Da ich über der Skipiste niemanden sehen kann, der auch nur die leisteste Thermik findet, entscheide ich mich, gleich mal auf die andere Talseite Richtung Schnurschrofen zu queren. Dort allerdings, ist bis auf gelegentliche Lupfer nichts zu spüren, es hat einfach schon zu sehr abgeschattet. Ich fliege recht spät in Richtung Landeplatz und bin froh, dass ich nicht irgendwo vor Tannheim außenlanden muss.

Uli ist auch schon gelandet und wir packen schnell zusammen um noch mal hoch zu fahren. Immer noch perfekte Startverhältnisse. Beim Hochfahren fällt uns ein Sigma 10 auf, der sich schon ein Weilchen in der Thermik halten kann.

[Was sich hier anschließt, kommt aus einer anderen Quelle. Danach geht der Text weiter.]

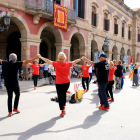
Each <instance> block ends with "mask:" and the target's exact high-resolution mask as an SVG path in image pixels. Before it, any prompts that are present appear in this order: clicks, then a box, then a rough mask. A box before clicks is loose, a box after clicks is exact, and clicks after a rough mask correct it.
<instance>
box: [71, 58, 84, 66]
mask: <svg viewBox="0 0 140 140" xmlns="http://www.w3.org/2000/svg"><path fill="white" fill-rule="evenodd" d="M81 60H82V59H76V60H74V61H72V65H75V64H76V63H78V62H80V61H81Z"/></svg>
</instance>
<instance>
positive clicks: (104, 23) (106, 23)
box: [104, 13, 110, 31]
mask: <svg viewBox="0 0 140 140" xmlns="http://www.w3.org/2000/svg"><path fill="white" fill-rule="evenodd" d="M109 28H110V20H109V19H108V14H107V13H104V30H105V31H109Z"/></svg>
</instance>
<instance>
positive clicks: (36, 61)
mask: <svg viewBox="0 0 140 140" xmlns="http://www.w3.org/2000/svg"><path fill="white" fill-rule="evenodd" d="M44 65H46V64H38V62H37V61H34V62H33V64H30V66H31V67H32V69H33V71H32V75H33V81H34V90H36V87H37V79H38V76H39V68H40V67H43V66H44Z"/></svg>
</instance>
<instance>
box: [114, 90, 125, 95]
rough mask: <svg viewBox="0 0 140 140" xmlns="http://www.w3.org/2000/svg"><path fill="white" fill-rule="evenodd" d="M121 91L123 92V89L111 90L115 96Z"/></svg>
mask: <svg viewBox="0 0 140 140" xmlns="http://www.w3.org/2000/svg"><path fill="white" fill-rule="evenodd" d="M121 90H123V89H117V90H113V94H117V93H119V92H121Z"/></svg>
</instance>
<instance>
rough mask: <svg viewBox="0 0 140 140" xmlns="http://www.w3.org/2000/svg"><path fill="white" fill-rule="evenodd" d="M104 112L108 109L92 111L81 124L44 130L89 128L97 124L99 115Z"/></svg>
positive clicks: (102, 114)
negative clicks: (106, 109)
mask: <svg viewBox="0 0 140 140" xmlns="http://www.w3.org/2000/svg"><path fill="white" fill-rule="evenodd" d="M106 112H108V111H103V110H97V111H95V112H93V114H92V115H90V116H88V117H87V118H86V119H85V120H84V122H83V124H81V125H78V126H74V127H71V128H68V129H64V130H58V131H46V132H47V133H59V132H64V131H68V130H73V129H78V128H83V129H89V128H90V127H93V126H94V125H97V124H98V122H99V121H100V119H101V118H102V117H101V116H102V115H104V114H105V113H106Z"/></svg>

Jetzt startet auch Dirk und zu dritt können wir uns jetzt halten. Je länger es geht, umso einfacher wird es, die kleinen, zerissenen Bärte auszukurbeln. Irgendwann geht es dann gefühlt überall, wenn auch nicht sehr hoch. Wenn es nur nicht so ausgesprochen SAUkalt wäre! Meine Füße sind Eisklumpen, meine Finger schmerzen, meine Nase ist zutiefst eingeschnappt.. nach annähernd einer Stunde hab ich genug und fliege raus um meine Höhe abzubauen.

Offensichtlich geht es nicht nur mir alleine so, entsprechend leert sich jetzt dann doch der Himmel. Uli landet und nach ein paar weiteren Minuten hat auch Dirk genug von der Eiseskälte.

Letztendlich sind wir dann aber doch alle zufrieden mit dem Tag. Ganz so toll wie vorhergesagt war’s zwar nicht, aber bei dem Wetter in den letzten Wochen wird man ganz schön bescheiden.